To add even more fuckedupedness to the already fucked up situation, I invited a very nice guy named Greg to be our lead singer as I kept expressing my doubts as a vocalist. Greg came to one rehearsal, going with the classic country rock "Amy" which was then really popular. I don't recall how we got onto the subject, but situation raised it's nasty head. I asked him flat-out what his opinion was and his was no revelation: Dan and Bob were about getting out into clubs and playing, while John, Robert and me wanted to rehearse more. Sounds simple to resolve, right?

You're naive.

Being an old dude now, I cannot understand why this turned out to be such an issue. Reluctantly, I followed Dan into a little hole-in-the-wall and the club owner listened to our demo. She liked it, Dan booked the gig. I do not know what we charged, but I felt embarrassed and didn't think we were ready.

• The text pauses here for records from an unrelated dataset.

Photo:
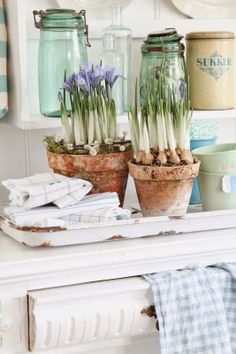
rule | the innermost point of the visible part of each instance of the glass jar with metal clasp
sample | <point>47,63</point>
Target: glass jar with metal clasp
<point>162,51</point>
<point>62,49</point>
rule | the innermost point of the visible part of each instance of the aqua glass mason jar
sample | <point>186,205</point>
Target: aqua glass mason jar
<point>162,51</point>
<point>62,49</point>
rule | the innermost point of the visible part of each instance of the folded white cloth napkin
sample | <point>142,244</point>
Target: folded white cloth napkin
<point>103,206</point>
<point>89,216</point>
<point>3,63</point>
<point>44,188</point>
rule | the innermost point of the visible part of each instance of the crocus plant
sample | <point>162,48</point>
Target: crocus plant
<point>161,135</point>
<point>92,124</point>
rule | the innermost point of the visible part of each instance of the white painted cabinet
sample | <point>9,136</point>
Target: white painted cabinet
<point>91,298</point>
<point>89,313</point>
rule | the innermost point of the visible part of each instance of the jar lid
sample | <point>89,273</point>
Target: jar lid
<point>167,40</point>
<point>210,35</point>
<point>168,34</point>
<point>59,18</point>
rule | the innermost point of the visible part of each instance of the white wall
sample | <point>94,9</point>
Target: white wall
<point>22,152</point>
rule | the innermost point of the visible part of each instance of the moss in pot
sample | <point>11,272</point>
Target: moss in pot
<point>90,148</point>
<point>163,167</point>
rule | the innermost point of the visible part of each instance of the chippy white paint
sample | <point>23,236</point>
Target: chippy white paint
<point>161,226</point>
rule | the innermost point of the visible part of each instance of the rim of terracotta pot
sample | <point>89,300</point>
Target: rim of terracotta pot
<point>108,161</point>
<point>163,173</point>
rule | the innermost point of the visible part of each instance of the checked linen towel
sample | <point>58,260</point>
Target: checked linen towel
<point>44,188</point>
<point>196,309</point>
<point>3,63</point>
<point>92,208</point>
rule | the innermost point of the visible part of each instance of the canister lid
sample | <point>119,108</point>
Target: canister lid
<point>210,35</point>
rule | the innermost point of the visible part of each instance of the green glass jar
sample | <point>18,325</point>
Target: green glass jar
<point>162,51</point>
<point>62,48</point>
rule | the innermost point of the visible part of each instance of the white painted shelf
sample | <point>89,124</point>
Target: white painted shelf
<point>41,122</point>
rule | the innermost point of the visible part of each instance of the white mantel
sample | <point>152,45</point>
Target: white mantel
<point>88,280</point>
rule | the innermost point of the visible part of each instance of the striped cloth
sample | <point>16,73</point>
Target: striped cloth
<point>92,208</point>
<point>196,309</point>
<point>3,63</point>
<point>44,188</point>
<point>100,215</point>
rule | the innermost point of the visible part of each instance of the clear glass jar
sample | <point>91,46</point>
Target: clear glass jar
<point>62,48</point>
<point>111,57</point>
<point>123,45</point>
<point>162,51</point>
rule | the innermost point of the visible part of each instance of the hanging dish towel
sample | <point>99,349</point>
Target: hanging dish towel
<point>3,63</point>
<point>196,309</point>
<point>44,188</point>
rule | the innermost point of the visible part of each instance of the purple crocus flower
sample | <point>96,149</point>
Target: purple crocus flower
<point>96,76</point>
<point>104,92</point>
<point>68,85</point>
<point>111,75</point>
<point>182,88</point>
<point>82,81</point>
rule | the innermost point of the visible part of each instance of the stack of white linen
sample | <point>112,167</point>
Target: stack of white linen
<point>51,199</point>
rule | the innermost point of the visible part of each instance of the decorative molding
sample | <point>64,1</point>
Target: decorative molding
<point>13,322</point>
<point>89,313</point>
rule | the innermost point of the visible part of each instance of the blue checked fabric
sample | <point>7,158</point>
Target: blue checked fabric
<point>196,309</point>
<point>3,63</point>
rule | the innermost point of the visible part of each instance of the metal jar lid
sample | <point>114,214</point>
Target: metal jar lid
<point>167,40</point>
<point>209,35</point>
<point>55,19</point>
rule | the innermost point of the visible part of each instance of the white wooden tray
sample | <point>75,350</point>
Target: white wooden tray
<point>124,229</point>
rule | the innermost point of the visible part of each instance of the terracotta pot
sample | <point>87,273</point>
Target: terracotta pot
<point>163,190</point>
<point>106,172</point>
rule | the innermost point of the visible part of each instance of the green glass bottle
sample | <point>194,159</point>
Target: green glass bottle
<point>62,48</point>
<point>162,51</point>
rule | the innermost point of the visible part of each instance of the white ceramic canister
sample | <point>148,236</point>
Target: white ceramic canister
<point>210,60</point>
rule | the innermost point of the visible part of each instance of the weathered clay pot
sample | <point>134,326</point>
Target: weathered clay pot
<point>106,172</point>
<point>163,190</point>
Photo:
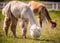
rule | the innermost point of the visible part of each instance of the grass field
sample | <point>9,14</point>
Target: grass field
<point>48,35</point>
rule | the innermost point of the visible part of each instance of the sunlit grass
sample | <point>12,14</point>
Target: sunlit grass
<point>48,35</point>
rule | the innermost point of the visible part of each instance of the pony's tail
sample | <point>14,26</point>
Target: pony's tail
<point>44,13</point>
<point>6,9</point>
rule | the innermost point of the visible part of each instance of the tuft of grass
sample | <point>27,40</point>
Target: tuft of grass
<point>48,35</point>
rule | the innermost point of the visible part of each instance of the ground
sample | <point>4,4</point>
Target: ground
<point>48,35</point>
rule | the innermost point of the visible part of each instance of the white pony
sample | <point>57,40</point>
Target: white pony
<point>15,10</point>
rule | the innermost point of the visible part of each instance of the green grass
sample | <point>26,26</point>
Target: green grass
<point>48,35</point>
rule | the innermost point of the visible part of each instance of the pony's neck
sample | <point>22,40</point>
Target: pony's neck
<point>32,19</point>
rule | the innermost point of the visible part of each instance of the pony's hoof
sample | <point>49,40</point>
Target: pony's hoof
<point>24,37</point>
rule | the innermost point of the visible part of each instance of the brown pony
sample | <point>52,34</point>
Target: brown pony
<point>42,12</point>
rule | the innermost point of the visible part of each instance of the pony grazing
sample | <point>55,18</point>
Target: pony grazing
<point>15,10</point>
<point>42,11</point>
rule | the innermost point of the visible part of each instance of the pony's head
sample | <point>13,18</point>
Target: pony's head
<point>54,24</point>
<point>35,31</point>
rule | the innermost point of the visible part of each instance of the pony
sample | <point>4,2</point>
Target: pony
<point>42,11</point>
<point>15,10</point>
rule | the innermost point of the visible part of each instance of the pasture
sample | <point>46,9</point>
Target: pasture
<point>48,35</point>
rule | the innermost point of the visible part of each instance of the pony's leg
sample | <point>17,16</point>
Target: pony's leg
<point>24,26</point>
<point>40,19</point>
<point>6,25</point>
<point>13,26</point>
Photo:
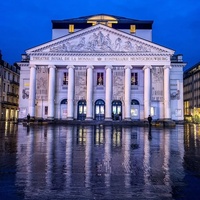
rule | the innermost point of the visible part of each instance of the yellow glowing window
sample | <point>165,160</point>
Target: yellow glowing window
<point>102,19</point>
<point>132,28</point>
<point>71,28</point>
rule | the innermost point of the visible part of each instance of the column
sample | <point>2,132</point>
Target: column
<point>51,91</point>
<point>167,109</point>
<point>70,94</point>
<point>89,115</point>
<point>108,114</point>
<point>127,156</point>
<point>32,90</point>
<point>108,155</point>
<point>147,84</point>
<point>127,115</point>
<point>88,156</point>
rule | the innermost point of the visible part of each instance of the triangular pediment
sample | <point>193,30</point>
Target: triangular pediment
<point>99,38</point>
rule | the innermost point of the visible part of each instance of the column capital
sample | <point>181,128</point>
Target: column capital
<point>70,66</point>
<point>90,67</point>
<point>167,67</point>
<point>147,67</point>
<point>108,67</point>
<point>128,67</point>
<point>52,66</point>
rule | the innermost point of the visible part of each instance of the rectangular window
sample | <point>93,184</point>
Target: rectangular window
<point>65,78</point>
<point>134,78</point>
<point>100,78</point>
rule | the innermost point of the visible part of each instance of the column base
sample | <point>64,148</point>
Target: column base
<point>88,118</point>
<point>108,119</point>
<point>50,118</point>
<point>127,119</point>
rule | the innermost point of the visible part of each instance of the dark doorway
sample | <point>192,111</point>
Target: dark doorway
<point>81,110</point>
<point>99,109</point>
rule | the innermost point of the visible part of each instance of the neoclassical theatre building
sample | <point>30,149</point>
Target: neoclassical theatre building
<point>101,67</point>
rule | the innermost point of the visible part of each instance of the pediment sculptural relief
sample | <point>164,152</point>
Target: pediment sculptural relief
<point>100,42</point>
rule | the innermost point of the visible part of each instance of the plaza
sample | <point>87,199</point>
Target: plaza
<point>99,162</point>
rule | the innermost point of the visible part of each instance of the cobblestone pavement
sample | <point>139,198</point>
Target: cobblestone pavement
<point>99,162</point>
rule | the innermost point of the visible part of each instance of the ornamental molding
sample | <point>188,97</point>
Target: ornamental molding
<point>99,39</point>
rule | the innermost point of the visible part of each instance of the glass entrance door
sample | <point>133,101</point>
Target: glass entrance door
<point>99,110</point>
<point>117,110</point>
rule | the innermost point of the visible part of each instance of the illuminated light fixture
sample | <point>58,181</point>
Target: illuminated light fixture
<point>102,19</point>
<point>71,28</point>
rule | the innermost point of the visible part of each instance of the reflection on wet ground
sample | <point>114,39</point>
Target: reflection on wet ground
<point>99,162</point>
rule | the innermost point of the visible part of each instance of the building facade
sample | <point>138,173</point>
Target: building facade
<point>192,94</point>
<point>101,67</point>
<point>9,90</point>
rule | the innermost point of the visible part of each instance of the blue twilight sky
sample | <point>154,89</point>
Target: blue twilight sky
<point>25,24</point>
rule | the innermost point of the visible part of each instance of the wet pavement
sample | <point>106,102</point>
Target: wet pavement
<point>99,162</point>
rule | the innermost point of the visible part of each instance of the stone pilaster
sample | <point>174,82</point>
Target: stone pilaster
<point>89,115</point>
<point>70,94</point>
<point>51,91</point>
<point>147,90</point>
<point>127,88</point>
<point>108,114</point>
<point>32,90</point>
<point>167,108</point>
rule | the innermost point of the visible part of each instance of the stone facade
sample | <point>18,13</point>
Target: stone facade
<point>102,73</point>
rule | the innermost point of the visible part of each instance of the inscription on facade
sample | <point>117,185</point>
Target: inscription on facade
<point>102,59</point>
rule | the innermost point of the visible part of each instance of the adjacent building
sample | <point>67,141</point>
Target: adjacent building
<point>9,89</point>
<point>192,94</point>
<point>101,67</point>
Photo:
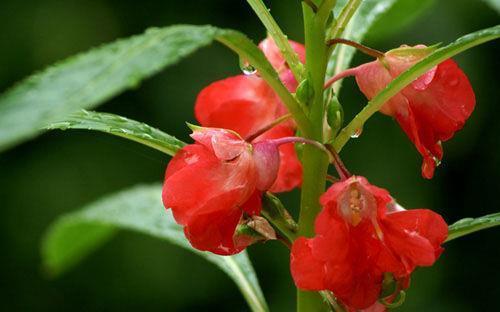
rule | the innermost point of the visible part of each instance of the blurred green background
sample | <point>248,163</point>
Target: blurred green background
<point>60,171</point>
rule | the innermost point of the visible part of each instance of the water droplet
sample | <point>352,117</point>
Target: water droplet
<point>357,133</point>
<point>246,68</point>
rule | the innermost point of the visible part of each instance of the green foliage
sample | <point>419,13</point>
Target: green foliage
<point>121,126</point>
<point>75,235</point>
<point>378,13</point>
<point>471,225</point>
<point>439,55</point>
<point>90,78</point>
<point>495,4</point>
<point>398,16</point>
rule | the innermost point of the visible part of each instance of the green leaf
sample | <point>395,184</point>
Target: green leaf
<point>123,127</point>
<point>495,4</point>
<point>471,225</point>
<point>91,78</point>
<point>394,87</point>
<point>76,235</point>
<point>369,13</point>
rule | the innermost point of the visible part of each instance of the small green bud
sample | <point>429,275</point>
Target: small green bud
<point>305,92</point>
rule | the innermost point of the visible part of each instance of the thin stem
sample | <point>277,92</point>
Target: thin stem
<point>311,4</point>
<point>346,73</point>
<point>284,240</point>
<point>315,162</point>
<point>332,301</point>
<point>332,179</point>
<point>313,143</point>
<point>279,38</point>
<point>281,226</point>
<point>324,11</point>
<point>273,124</point>
<point>343,19</point>
<point>367,50</point>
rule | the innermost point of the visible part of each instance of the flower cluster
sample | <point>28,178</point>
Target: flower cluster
<point>362,236</point>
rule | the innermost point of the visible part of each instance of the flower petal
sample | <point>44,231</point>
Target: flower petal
<point>307,271</point>
<point>241,103</point>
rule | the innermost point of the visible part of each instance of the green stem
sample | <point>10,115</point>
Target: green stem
<point>343,19</point>
<point>315,162</point>
<point>279,38</point>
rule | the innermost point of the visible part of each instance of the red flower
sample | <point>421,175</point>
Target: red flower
<point>211,184</point>
<point>246,104</point>
<point>431,109</point>
<point>361,233</point>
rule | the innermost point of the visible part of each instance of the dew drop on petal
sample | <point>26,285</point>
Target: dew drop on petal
<point>246,68</point>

The Hard Times Band made its dubious debut at the Route 40 shithole. I think we played two nights. (Robert has all the archived tapes of these nightmares. He clearly has blackmail material. I cannot imagine the embarrassment.) We had a hodgepodge of tunes ranging from Bowie to Marshall Tucker, Merle Haggard to originals, but fighting within the group would never allow us to gain any kind of sound. In hindsight, it was way too early to be playing out.

Bon was an excellent bass player, but once on stage, he became so introverted and I believe (my recollection is stretched here) that it affected his memory. To be honest, he became even more eccentric than he already was-hard to imagine.

Bob, once agitated, would start speeding up like crazy (You know the old joke about drummers.) and thus what was a jog became a balls-out sprint. Robert, always looking a little lost, struggled with Bob's aggression, but held his place. Dan sat stone faced behind his keys. Then there was the idiot at the mic.